È un vaso di Pandora sul mondo del malaffare quello scoperchiato dalle indagini, cominciate nel 2010 dopo la denuncia dell'imprenditore Roberto Squillacioti e sfociate negli arresti di ieri. Squillacioti, vantando crediti nei confronti della Romeo Gestioni spa, società che gestiva parte del patrimonio immobiliare del Comune di Milano, si era visto porre da Grillone una lunga lista di «condizioni» da soddisfare in cambio di un'aiuto nel vedere sbloccati questi pagamenti.
AUTO, BARCA, TV E ASSEGNI
Luigi Mario Grillone aveva chiesto un «assegno mensile» di ben 5mila euro al mese per sua madre, Maria Luisa Russo, e un'altro per la stessa cifra per il fratello Roberto; l'assunzione dei questi e di un suo vecchio collaboratore, Domenico Demasi, alla società Giesse srl; il pagamento delle rate di leasing di una Porsche Cayenne completa di scheda carburante e di Telepass; un telefono cellulare e (non bastasse) anche il pagamento del relativo traffico; un televisore Lcd; due condizionatori; un contributo di 50mila per comprare una barca che ne vale 450mila.
L'EMINENZA GRIGIA
Era lui, Grillone, dirigente pubblico del Comune dal 2003 al 2011, la vera eminenza grigia dentro Palazzo Marino. Per questo era il più risoluto nel non voler figurare come socio nella «Professione Edilizia srl». Lo spiega durante una conversazione telefonica con un'amica: «Sono socio con scritture private e chiuso, capito? Perché se io poi faccio il dirigente pubblico non lo posso fare (...) Però non voglio avere paletti che non posso farlo perché sono un dirigente pubblico, cioè tutti hanno le società, il 90 per cento hanno tutti il doppio lavoro».

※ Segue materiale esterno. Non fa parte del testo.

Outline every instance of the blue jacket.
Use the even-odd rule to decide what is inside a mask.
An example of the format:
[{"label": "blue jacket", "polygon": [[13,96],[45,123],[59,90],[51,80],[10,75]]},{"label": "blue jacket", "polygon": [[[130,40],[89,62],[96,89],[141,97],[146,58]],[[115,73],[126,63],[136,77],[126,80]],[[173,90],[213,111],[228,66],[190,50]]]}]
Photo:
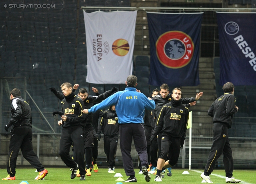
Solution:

«FACCIO QUELLO CHE MIO PARE»
«Io sono in una situazione che faccio quello che cazzo mi pare e piace! Posso pure timbrare la mattina e torno la sera! E nessuno mi dice niente! Non mi rompe le palle nessuno! Comando io, punto e basta! Faccio quello che mi pare e piace!»: così parlava Giuseppe Amoroso. Secondo gli inquirenti, lui e l'altro dipendente comunale Angelo Russo rivestivano il ruolo di «amministratori di fatto» della società, attraverso un filo diretto quotidiano con l'unico titolare ufficiale Marco Volpi, «partecipando alle riunioni tra soci più volte a settimana, interessandosi di tutti gli aspetti gestionali». Attività che, appunto, li distoglievano «dallo svolgimento delle mansioni» e che, «in ragione della frequenza e del tempo dedicato a detta attività privata» li rendevano di fatto assenti. Motivo per il quale ai due è contestato anche il reato di truffa.
ESCORT E LOCALI: VITA DA NABABBI
L'assenza dal posto di lavoro non era dovuta solo agli affari. Dalle indagini sono emerse «centinaia di telefonate effettuate in orario di ufficio volte a concordare appuntamenti con donne dedite alla prostituzione». E anche gli incontri, scrive il gip Alfonsa Ferraro nell'ordinanza, avvenivano durante l'orario di lavoro. In generale, tanto Amoroso quanto Russo conducevano «un tenore di vita non adeguato in quanto più elevato delle loro condizioni reddituali». Almeno di quelle dichiarate.
Angelo Russo dopo la separazione dalla moglie era in affitto in «un appartamento che comporta un onere mensile di 1400 euro; Amoroso ha acquistato tra il 2013 e il 2014 due automobili e una motocicletta e ha cambiato casa».E timbrato il cartellino i due facevano davvero quel che volevano: comprese le uscite nei locali di corso Como.